KUALA LUMPUR: The country’s Technical and Vocational Education and Training (TVET) system has undergo an overhaul if it hopes to hold any promise of real change for the industry.

In its School-to-Work Transition Survey, Khazanah Research Institute said that while the Education Blueprint emphasises TVET as essential for the needs of the labour market and economy, the TVET take up rate among students has been less than stellar.

Only 13 per cent of upper secondary school students are pursuing TVET courses while at higher education level, less than 9 per cent of students are in polytechnics.

The report noted that students and parents usually regard TVET as an inferior educational pathway or a “dead end”, when the survey instead showed that young job seekers and young workers view TVET as the most useful qualification in getting a good job.

However, the report also showed that there is a significant wage differential between TVET graduates and those with other types of hard skills. For example, the maximum salary reported by public sector employers for workers with TVET qualifications is about RM3,000 less than for university graduates and RM500 more than for SPM holders.

The report identified a number of weaknesses in the current TVET system and noted that while the formation of a National Taskforce to reform TVET is promising, it will only succeed if there is a complete structural overhaul to the system.

Among the changes needed, said the report, include necessary strategic coordination, namely bringing the large number of training providers (over 1,000 public and private TVET institutions) under a single effective governance body that can provide quality assurance for skill outputs from the different institutions.

According to the report, there is also a need to prioritise a demand-driven approach by ensuring close industry involvement to realistically relate training to workforce needs, including providing incentives for employers to offer work-based training (WBT).

It said the government’s TVET taskforce should establish relevant and reliable competency standards and qualifications framework for better matching and to facilitate entry of TVET graduates into universities. It should also focus on raising the status of TVET, including through gender-sensitive labour market information and career guidance, including introducing role models.

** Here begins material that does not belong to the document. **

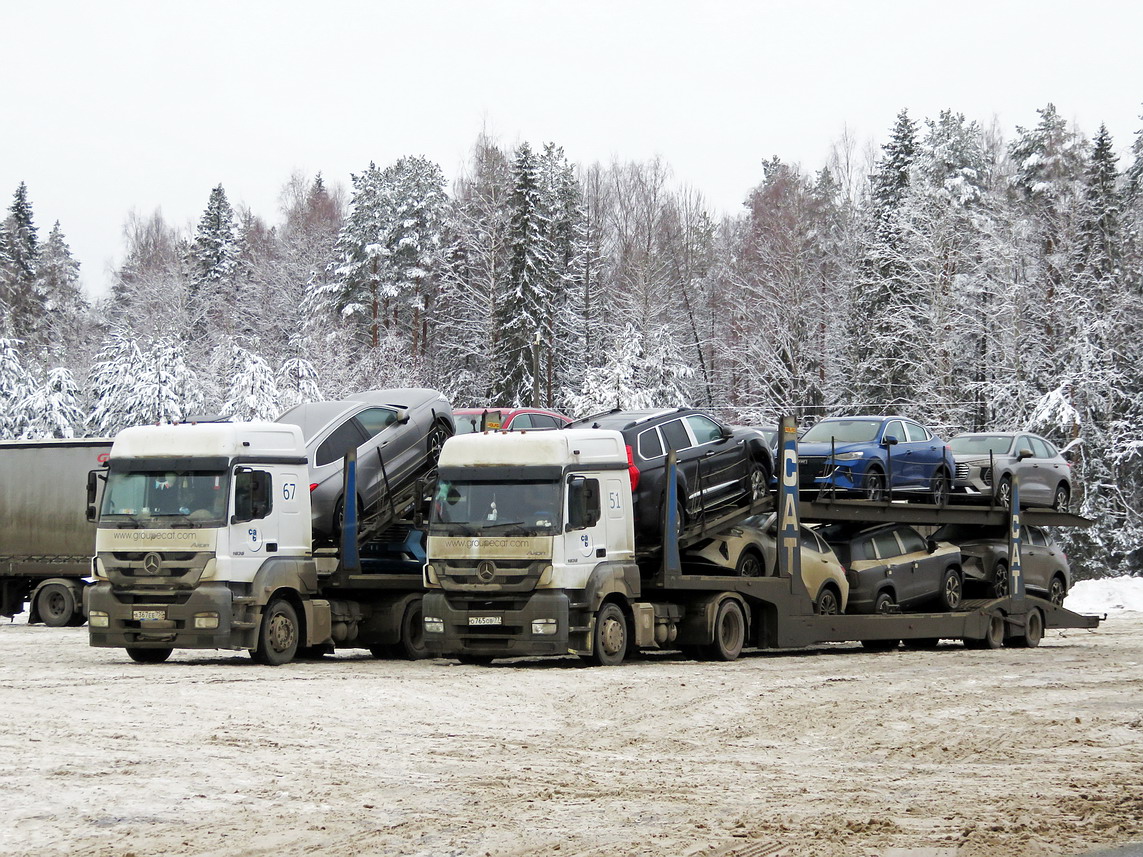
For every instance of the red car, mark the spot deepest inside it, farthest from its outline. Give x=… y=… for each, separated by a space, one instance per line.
x=510 y=419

A review of salary differentials between TVET graduates and those from other educational streams could also shed light on the issues that need to be addressed, it said.

The report said the experience of European Union countries highlighted three success factors for TVET — governance, quality and partnerships.

Involving national social partners, said the report, is necessary to ensure that TVET remains responsive. Their involvement is essential for identifying future skill requirements so that the development of skills keeps pace with labour market needs.

It noted that, in successful systems, TVET schools operate in networks with local businesses.